Contrast this with Chiesi whom the government does not need and who litigated her case like crazy almost until the eve of trial. The Danielle Chiesi Plea Agreement is highly structured and much more like those you will see in other parts of the country. Chiesi pled to three conspiracy counts, each carrying a five year max. The government and Chiesi stipulated as to the appropriate version of the Guidelines, the Guidelines section applicable to her conduct, the base offense level, the adjusted offense level based on an agreed-upon amount of gain, and Chiesi's acceptance of responsibility. The parties stipulated that Chiesi's Guidelines offense level is 21, her criminal history category is I, and her Guidelines sentencing range is 37-46 months. Either side is free to argue for a Booker downward variance, but neither side can argue for an upward or downward Guidelines departure or adjustment unless it is specifically called for in the agreement. Because the prosecutors do not particularly need Chiesi, they are not worried about how her 37-46 month range compares to what her range would have been sans cooperation.
In one of those delightful traditions peculiar to the SDNY, neither of these plea agreements has been publicly filed with the appropriate district court, although neither agreement is under seal. This is insane. Jason Pflaum's plea agreement is virtually identical to Freeman's. Pflaum consensually monitored the conversations/messages of Sam Barai and is expected to testify against Barai and others.
Alan Ellis, John R. Steer, and Mark H. Allenbaugh, have a fascinating article titled "At a Loss for Justice - Federal Sentencing for Economic Offenses." They note how "more than 300 federal criminal statutes are covered by" USSG § 2B1.1. The article contains wonderful tables that compare the amount of loss to the sentence given.
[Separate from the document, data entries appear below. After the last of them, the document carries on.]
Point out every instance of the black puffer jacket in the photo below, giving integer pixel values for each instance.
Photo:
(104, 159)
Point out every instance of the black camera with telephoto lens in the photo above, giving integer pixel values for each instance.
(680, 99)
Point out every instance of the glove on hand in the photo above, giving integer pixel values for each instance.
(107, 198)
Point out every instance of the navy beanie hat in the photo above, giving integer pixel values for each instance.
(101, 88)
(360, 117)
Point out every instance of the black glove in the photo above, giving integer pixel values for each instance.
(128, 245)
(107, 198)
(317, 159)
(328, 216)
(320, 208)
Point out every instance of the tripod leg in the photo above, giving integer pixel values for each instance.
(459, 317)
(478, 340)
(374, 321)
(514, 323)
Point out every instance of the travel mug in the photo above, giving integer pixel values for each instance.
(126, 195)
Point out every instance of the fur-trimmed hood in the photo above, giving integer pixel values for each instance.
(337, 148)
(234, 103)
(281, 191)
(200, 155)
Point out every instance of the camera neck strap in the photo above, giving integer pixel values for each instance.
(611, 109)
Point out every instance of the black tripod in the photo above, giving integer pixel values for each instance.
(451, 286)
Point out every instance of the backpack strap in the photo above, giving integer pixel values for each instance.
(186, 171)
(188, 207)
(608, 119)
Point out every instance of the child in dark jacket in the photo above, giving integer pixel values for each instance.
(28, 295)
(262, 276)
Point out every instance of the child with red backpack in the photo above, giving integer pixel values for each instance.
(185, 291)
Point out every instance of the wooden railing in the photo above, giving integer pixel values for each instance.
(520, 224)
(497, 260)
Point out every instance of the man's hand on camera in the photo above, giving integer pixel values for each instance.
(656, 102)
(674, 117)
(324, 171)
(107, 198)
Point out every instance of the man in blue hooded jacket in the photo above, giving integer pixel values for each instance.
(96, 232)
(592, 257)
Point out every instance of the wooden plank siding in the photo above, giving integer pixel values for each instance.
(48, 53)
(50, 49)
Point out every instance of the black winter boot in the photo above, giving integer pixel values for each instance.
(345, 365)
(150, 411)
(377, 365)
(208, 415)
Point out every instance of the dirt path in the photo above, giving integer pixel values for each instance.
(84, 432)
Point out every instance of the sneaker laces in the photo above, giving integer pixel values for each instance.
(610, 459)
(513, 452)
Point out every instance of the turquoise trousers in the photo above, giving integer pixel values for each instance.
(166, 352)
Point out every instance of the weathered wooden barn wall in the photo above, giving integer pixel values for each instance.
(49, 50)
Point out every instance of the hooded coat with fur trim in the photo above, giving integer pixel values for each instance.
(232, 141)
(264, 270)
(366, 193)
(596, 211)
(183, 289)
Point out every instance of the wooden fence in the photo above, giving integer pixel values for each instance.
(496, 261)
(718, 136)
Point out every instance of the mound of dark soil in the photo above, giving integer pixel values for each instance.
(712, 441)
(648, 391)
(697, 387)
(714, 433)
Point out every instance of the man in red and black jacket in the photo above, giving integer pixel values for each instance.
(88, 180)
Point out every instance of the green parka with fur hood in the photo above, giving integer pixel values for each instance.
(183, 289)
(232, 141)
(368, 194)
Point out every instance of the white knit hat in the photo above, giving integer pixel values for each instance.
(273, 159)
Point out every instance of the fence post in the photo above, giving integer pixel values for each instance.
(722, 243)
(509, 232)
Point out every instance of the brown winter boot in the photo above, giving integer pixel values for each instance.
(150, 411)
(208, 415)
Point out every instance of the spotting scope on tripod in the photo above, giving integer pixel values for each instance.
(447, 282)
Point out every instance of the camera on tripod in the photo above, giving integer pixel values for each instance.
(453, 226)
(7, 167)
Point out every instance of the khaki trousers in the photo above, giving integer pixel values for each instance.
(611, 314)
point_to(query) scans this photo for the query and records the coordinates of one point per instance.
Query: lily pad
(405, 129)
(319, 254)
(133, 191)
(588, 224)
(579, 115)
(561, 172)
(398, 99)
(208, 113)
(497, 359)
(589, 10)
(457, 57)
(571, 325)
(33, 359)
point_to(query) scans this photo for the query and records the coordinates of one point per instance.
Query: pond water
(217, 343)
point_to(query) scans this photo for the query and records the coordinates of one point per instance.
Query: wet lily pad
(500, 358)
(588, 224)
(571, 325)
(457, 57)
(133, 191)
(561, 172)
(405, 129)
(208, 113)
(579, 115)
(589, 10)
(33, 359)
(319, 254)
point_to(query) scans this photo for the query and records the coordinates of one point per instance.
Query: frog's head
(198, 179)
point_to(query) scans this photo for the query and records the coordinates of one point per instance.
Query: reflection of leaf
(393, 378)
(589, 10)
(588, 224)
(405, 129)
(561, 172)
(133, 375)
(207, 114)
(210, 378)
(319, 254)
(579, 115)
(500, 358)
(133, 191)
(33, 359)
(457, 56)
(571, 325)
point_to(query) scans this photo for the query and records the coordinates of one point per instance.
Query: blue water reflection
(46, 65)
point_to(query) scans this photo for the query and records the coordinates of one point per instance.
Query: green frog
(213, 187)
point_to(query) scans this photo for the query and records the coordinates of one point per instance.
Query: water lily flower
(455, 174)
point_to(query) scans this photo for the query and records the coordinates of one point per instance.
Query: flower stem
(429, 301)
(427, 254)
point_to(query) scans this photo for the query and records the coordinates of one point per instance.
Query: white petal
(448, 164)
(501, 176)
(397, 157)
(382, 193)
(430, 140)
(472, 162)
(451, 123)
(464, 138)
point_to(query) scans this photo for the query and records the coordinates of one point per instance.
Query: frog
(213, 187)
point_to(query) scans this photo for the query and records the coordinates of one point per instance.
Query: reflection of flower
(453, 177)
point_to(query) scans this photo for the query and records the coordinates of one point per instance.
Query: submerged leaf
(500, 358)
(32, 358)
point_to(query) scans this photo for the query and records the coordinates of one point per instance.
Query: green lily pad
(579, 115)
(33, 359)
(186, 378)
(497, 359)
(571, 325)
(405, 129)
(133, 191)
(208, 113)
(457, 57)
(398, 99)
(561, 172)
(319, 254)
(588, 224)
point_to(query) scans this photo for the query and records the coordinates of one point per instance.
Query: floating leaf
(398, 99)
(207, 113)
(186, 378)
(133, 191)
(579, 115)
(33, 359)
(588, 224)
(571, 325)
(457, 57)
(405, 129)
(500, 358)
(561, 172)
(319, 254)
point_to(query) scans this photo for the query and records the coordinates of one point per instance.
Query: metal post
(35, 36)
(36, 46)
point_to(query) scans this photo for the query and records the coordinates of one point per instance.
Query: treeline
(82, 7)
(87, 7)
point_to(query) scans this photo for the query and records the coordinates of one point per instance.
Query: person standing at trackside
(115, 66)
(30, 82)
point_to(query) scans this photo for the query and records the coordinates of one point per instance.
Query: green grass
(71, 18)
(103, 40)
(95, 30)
The data in this article should prove helpful in making an argument in a sentencing hearing. The authors conclude the article by noting the need to revisit this fraud guideline.
The article has wonderful data that supports an argument I have long made - that we need to rethink giving Draconian sentences, in some cases in excess of twenty-five years, to non-violent first offenders who commit white collar crimes. See Ellen S. Podgor, The Challenge of White Collar Sentencing, 93 Jrl of Criminal Law & Criminology 731 (2007).